The advantages of holding companies
Holding companies can be used to reduce tax as well as provide important non-tax related benefits. While each situation may be different, as your company’s annual revenues and income increase, a holding company is likely something you should consider.
The potential benefits, including tax deferral and savings, income splitting opportunities and asset protection, will usually far outweigh the costs of incorporating.
What is a holding company and where does it fit?
A holding company is a corporation that owns shares in another company. It’s typically positioned between the operating company and the individual shareholder, and it owns the operating company’s voting stock and assets, and controls its management and policies.

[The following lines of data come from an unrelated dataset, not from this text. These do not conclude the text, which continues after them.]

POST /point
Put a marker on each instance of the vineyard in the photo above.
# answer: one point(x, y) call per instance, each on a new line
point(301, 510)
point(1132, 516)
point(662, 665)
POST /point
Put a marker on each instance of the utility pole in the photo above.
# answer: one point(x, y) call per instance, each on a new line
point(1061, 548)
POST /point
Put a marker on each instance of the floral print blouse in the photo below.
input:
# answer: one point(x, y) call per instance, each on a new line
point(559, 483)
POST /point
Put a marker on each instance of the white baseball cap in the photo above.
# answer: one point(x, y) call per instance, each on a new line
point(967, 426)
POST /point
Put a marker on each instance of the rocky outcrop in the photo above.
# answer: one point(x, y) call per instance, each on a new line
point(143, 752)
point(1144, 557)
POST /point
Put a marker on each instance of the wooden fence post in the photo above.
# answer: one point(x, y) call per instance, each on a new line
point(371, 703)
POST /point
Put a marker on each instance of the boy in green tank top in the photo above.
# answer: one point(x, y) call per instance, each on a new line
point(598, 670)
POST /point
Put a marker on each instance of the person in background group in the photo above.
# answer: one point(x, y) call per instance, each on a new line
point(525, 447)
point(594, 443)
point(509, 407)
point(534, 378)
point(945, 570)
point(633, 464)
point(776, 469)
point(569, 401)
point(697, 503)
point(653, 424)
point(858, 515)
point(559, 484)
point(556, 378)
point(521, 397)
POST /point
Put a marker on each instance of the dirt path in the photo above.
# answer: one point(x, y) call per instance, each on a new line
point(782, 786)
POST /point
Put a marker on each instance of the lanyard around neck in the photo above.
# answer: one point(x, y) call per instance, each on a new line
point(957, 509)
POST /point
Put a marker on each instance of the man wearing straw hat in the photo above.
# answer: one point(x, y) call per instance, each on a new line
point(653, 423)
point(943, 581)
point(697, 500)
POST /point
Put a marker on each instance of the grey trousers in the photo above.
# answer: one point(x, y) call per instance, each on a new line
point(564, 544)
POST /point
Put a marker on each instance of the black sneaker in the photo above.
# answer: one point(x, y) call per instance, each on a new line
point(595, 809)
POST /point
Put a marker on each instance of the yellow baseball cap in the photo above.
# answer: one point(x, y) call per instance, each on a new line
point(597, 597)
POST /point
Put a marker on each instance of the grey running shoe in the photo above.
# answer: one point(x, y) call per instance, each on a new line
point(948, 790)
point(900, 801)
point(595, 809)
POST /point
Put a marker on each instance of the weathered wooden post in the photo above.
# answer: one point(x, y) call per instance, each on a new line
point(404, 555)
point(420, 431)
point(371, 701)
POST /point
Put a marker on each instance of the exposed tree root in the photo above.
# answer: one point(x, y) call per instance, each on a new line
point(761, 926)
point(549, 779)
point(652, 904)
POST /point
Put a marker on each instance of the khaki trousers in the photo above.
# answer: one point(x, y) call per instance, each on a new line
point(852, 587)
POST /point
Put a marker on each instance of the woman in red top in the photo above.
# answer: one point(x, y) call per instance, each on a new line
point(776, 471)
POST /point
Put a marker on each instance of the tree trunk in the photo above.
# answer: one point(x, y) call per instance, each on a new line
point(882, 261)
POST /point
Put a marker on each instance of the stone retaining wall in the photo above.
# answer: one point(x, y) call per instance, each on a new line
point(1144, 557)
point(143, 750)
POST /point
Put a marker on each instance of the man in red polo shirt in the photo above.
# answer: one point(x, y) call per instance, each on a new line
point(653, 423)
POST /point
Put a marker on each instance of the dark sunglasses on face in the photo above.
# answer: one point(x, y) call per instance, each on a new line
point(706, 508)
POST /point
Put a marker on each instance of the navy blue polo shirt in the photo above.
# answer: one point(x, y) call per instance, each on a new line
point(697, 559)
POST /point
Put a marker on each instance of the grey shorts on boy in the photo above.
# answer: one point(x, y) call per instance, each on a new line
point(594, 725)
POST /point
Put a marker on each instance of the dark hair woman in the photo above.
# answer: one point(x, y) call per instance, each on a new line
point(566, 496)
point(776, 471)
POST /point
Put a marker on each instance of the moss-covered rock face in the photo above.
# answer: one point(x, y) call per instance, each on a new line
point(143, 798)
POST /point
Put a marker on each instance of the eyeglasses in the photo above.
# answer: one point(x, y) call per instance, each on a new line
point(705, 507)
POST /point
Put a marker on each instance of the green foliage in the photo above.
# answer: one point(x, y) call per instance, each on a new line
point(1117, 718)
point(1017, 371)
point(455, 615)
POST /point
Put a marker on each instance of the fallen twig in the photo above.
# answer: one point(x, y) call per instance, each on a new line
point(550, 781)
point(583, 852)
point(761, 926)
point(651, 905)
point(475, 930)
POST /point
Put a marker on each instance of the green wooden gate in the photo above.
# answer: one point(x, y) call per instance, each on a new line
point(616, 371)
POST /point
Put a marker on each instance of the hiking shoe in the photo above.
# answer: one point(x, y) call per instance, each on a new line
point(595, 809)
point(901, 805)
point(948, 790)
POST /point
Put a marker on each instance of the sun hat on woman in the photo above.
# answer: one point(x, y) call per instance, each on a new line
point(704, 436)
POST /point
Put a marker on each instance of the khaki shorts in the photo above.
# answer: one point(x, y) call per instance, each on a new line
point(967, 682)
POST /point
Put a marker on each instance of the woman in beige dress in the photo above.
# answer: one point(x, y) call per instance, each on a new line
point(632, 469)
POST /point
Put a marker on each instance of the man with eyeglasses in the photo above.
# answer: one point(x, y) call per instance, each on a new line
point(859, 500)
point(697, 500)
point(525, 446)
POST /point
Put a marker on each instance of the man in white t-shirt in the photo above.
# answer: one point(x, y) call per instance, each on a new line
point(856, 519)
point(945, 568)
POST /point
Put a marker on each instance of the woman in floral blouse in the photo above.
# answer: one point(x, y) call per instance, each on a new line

It doesn’t usually produce goods or services itself.
Defer and save tax
Holding companies can help your shareholders defer and save tax on earnings because dividends from Canadian corporations are allowed to flow tax-free between companies.
Earnings from an operating company can be distributed to individual shareholders as dividends. But if paid to individuals outside of a tax-savings vehicle such as an RRSP, personal income tax is owed on the dividends in the year they’re distributed.
If dividends are paid to a holding company instead, they can be held in the holding company tax-free. This accomplishes three things:
- it allows your shareholders to defer paying income tax until the earnings are withdrawn at a later date
- it lets your shareholders determine when they will withdraw the funds and potentially save tax (perhaps after retirement when in a lower tax bracket)
- it allows the full amount of the dividends to be available to the holding company for reinvestment in other assets
Qualify for capital gains tax exemption
When you sell shares in your company, if they are deemed to be Qualified Small Business Corporation shares and they meet certain tests, they may be eligible for an $800,000 lifetime capital gains tax exemption.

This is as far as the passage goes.